In an article headlined: “Yes!! The target was not just Jamal Khashoggi … the target is the new Saudi” he says that ultimately, the Khashoggi case is a plot to derail bin Salman’s plans to modernize the country.
“The kingdom’s enemies have found in Khashoggi’s disappearance a useful tool for attacking Saudi,” he wrote.
Qatar is a convenient bogeyman. The tiny natural-gas rich country has backed the Muslim Brotherhood — an organization that is banned as a terror group in many Arab nations but not in Europe or the United States — and set its face against Saudi regional dominance.
Last year Saudi Arabia imposed a blockade on the nation, demanding it close al Jazeera, among other things, and was joined in the campaign by Gulf ally the United Arab Emirates and others.
The blockade was ordered by bin Salman.
In the last couple of years, Saudi Arabia was accused of detaining the Prime Minister of Lebanon, a claim the kingdom denied. The Saudis have also escalated a war in Yemen and incarcerated more than 200 senior businessmen and princes in Saudi Arabia until they settled with the kingdom for tens of billions for alleged corruption.
Bin Salman has also managed to get into a loud diplomatic row with Canada over the detention of human rights activists in Saudi Arabia.
But the 33-year-old bin Salman, known as MBS, has also promised economic and political liberalization — and has ended the ban on women driving — by 2030.
He has successfully secured America’s support in the Saudi view — one shared by most of the rest of the Gulf and Israel — that the deal that suspended Iran’s nuclear program in return for a lifting of sanctions was a very bad one. So bad, according to Donald Trump, that the United States pulled out of it.
Bin Salman’s weakness may be a perception among his critics that he’s been irascible and unpredictable in his short tenure as the CEO of the kingdom. And that if you take absolute power, you risk taking absolute responsibility for what happens under you.
His concentration of power into his own hands has, as revealed in the coverage of the Khashoggi case here, meant there appears to be a perception among journalists that only fawning propaganda is acceptable.
They may be wrong and just guessing at what they believe they should be saying.
Or they may sincerely believe that Qatar has managed to put on a globally effective grand guignol complete with a Dr. Mengele character armed, the story goes, with a bone saw, and that this piece of theater had hoodwinked the world’s media.
Either way, there has been no discussion of the political fallout in Saudi Arabia that must surely attend Khashoggi’s disappearance.

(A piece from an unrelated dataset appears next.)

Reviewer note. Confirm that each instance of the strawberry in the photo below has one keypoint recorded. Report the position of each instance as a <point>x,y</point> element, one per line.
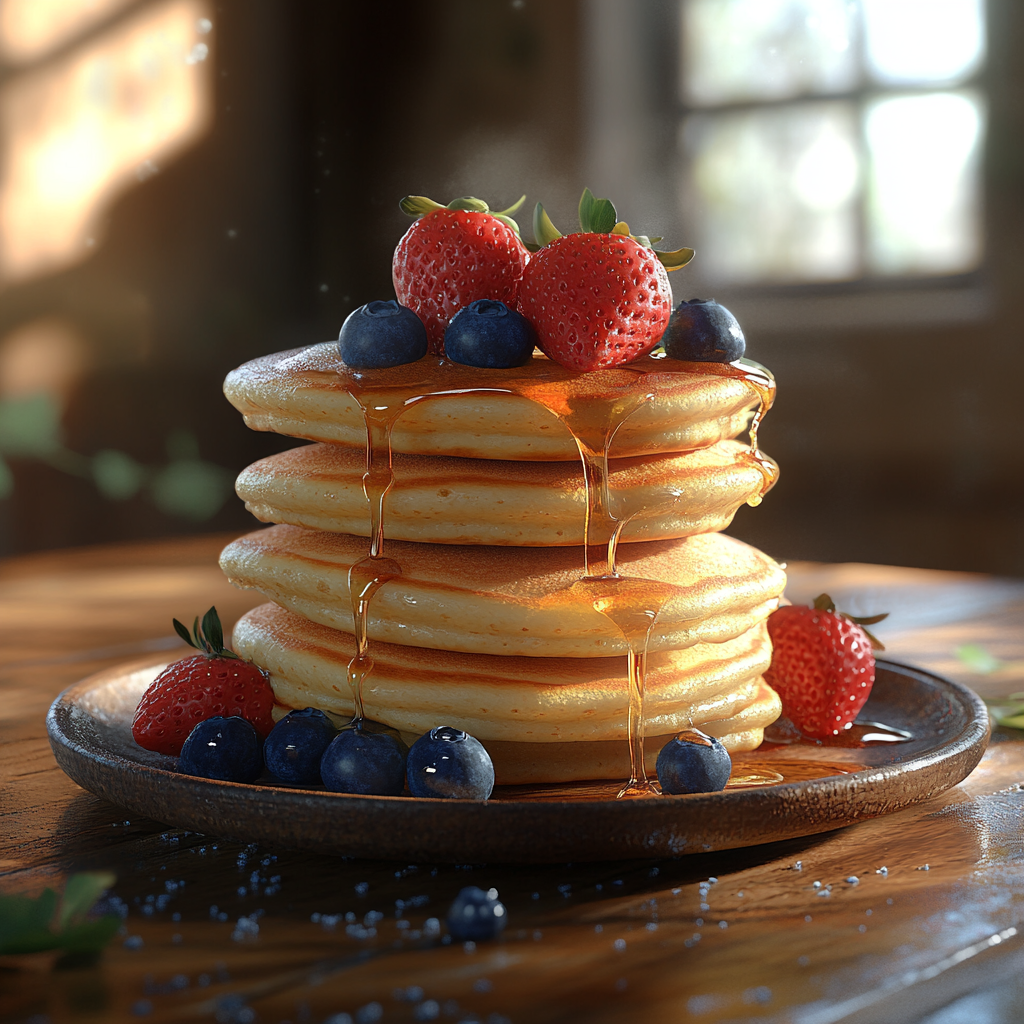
<point>454,255</point>
<point>600,297</point>
<point>213,682</point>
<point>822,667</point>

Here in Saudi Arabia there has been no reporting of the “Henry II” defense, which, sources in the kingdom tell CNN, is being developed by the Saudi authorities behind closed doors.

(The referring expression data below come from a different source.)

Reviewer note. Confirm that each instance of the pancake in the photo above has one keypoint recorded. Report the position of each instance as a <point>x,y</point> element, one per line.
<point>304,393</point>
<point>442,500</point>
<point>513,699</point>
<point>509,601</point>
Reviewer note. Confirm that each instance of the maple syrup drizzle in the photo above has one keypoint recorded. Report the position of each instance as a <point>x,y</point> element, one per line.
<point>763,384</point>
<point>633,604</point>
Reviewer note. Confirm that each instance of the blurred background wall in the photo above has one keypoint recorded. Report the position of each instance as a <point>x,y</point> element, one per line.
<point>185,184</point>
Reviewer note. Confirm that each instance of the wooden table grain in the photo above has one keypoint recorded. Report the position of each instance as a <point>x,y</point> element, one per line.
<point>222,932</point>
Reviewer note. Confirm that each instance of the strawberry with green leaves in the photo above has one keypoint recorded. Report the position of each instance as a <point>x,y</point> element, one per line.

Jamal Khashoggi, like English King Henry’s chancellor Thomas Becket, was a palace insider who turned against his mentor. In the case of Becket, he defied the King after he was appointed archbishop of Canterbury in the 12th century.
Legend has it that in a fit of pique Henry uttered “Will no one rid me of this turbulent priest?” and, keen to impress the monarch, four knights rushed off and skewered Becket to the altar of his own cathedral.

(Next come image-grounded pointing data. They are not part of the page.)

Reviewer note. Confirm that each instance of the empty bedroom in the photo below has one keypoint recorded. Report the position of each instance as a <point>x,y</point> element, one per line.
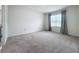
<point>39,29</point>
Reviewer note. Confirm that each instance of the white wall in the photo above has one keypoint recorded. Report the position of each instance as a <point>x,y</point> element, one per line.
<point>4,24</point>
<point>22,20</point>
<point>0,16</point>
<point>72,20</point>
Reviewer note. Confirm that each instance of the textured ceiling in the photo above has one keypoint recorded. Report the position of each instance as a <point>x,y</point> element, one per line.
<point>46,8</point>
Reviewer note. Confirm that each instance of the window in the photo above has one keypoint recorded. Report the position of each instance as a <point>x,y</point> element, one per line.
<point>56,20</point>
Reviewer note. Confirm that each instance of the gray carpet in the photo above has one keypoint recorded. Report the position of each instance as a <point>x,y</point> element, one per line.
<point>41,42</point>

Henry was distraught. He wrapped himself in sackcloth and ashes and fasted in penance for three days and forever insisted he had not ordered the killing.
In Saudi Arabia there is no evidence of any kind that the crown prince uttered an off-the-cuff comment that set a plot against the Washington Post columnist in motion. Nor any that he went further and ordered the alleged murder. He has denied involvement.
Sources tell CNN that Saudi authorities are likely to conclude that Khashoggi allegedly died in an operation the crown prince neither authorized nor knew of.
Bin Salman is likely to emerge entirely blameless, the sources insist.
King Henry II ruled for 35 years and laid the foundation for English common law, which still underpins jurisprudence in the English-speaking world. History has largely forgotten his reforms.
He’s chiefly remembered as the near absolute ruler who accidentally killed a friend with a comment.